En France, près de 40% des sols sont déficitaires en matière organique*, ce qui engendre une baisse significative de leur fertilité et une sensibilité accrue à la battance et à l’érosion. La baisse inexorable à laquelle nous assistons est liée à l’intensification des modes de productions agricoles et à la diminution de l’élevage. La correction des déficits actuels nécessiterait, outre l’épandage des déjections animales, l’apport annuel de 30 à 40 millions de tonnes de compost. La production nationale actuelle (4 M de tonnes) en est malheureusement très loin.
Il est donc crucial de favoriser le retour au sol des composts de déchets biodégradables dans la mesure où leur qualité est conforme aux normes et réglementations en vigueur.
Les réserves mondiales de phosphore sont en voie d’épuisement, alors que cet élément est indispensable à la production agricole mais également à de nombreuses applications industrielles. Cette problématique était jusqu’ici méconnue du grand public. En effet, les ressources en phosphore viendront à manquer bien avant celles en énergies fossiles. Les experts estiment que les gisements économiquement exploitables de phosphore seront épuisés d’ici 75 ans notamment du fait de la croissance rapide de la population mondiale.

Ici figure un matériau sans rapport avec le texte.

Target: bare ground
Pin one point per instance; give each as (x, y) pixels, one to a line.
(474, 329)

Dans ces conditions, il est indispensable de favoriser le retour au sol des matières biodégradables puisque cette pratique est la seule qui permette de boucler le cycle du phosphore.
En France, c’est près de 370 000 tonnes de phosphore (P₂O₅) qui sont ainsi économisées chaque année.
* Roussel et AL 2001
Le traitement des eaux usées constitue une nécessité absolue, afin de préserver la qualité de nos ressources en eau et celle des milieux naturels.
Le fonctionnement des stations d’épuration génère des matières organiques communément appelées « boues » et dont l’utilisation est bénéfique pour les sols et l’environnement.
L’un des avantages, scientifiquement démontré, du retour au sol des matières organiques porte sur l’accroissement de la capacité de rétention en eau des terres agricoles, permettant ainsi l’augmentation de leur réserve utile pour les plantes et une diminution de leurs besoins en irrigation.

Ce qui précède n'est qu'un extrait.